Under the terms of agreement with the Lehners, the Monique and Philip Lehner Professorship for the Study of Latin America "will support a distinguished scholar of international stature whose work has contributed significantly to the economic, social, political, environmental, or historical development of Latin America, to the understanding of Latin America's artistic and cultural achievements or to the study of Latin America's relationship to the rest of the world."
The gift creates the fourth new chair in Latin American Studies established at the University since the inauguration of the David Rockefeller Center for Latin American Studies in 1994. The Lehner's gift is the first such chair created in the Faculty of Arts and Sciences. The other three can be assigned by the president either to the FAS or to another faculty.
"The wonderful gift of the Lehners will contribute enormously to strengthening Latin American Studies at Harvard," said Jeremy Knowles, Dean of the Faculty of Arts and Sciences. "Through their generosity, we shall be able to bring to Harvard a professor whose teaching and scholarship is focussed on this region of the world."
Philip Lehner, who is also a member of the Advisory Committee of the David Rockefeller Center for Latin American Studies, said in a phone interview, "For nearly 40 years, Monique and I have been interested in Latin America, particularly Central America. It is where we have many close friends and various business activities. We have always been concerned about the numerous issues facing these countries in their efforts to improve their economies and have wondered about the appropriateness of the economic and political advice they have received."
Lehner, who graduated Harvard College in 1946, heads the firm founded by his father in 1921, which processes, imports, exports, and markets textile fiber wastes and industrial cleaning compounds. Philip and Monique, who graduated from Smith College in 1952, have four children and a dozen grandchildren.
"When David Rockefeller founded the Latin American Center in 1994, he created an opportunity for us to support Harvard and our interests in the region. We hope this professorship may help to bring to light answers and solutions that will benefit the people and bring improvements to the area. Fred Glimp and John Coatsworth have been very helpful in structuring the professorship. We thank them very much," he concluded.
The Lehner Professorship will be allocated to a department in the Faculty of Arts and sciences by the Dean in consultation with the appropriate Department Chairs and the Director of the David Rockefeller Center for Latin American Studies.

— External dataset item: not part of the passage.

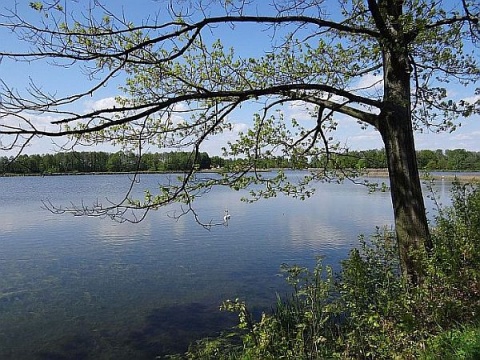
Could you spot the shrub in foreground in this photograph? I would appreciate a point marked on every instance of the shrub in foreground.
(367, 311)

"This splendid gift from Monique and Phil Lehner will make a huge difference for the David Rockefeller Center and for Latin American studies in the FAS and throughout the University," said John Coatsworth, Monroe Gutman Professor of Latin American Affairs and director of the Center. "Phil has supported and participated in many of the Center's activities, especially those related to Central America, ever since the Center was founded. He and Monique are wonderfully generous and gracious people. The Center is fortunate, indeed, to have such friends."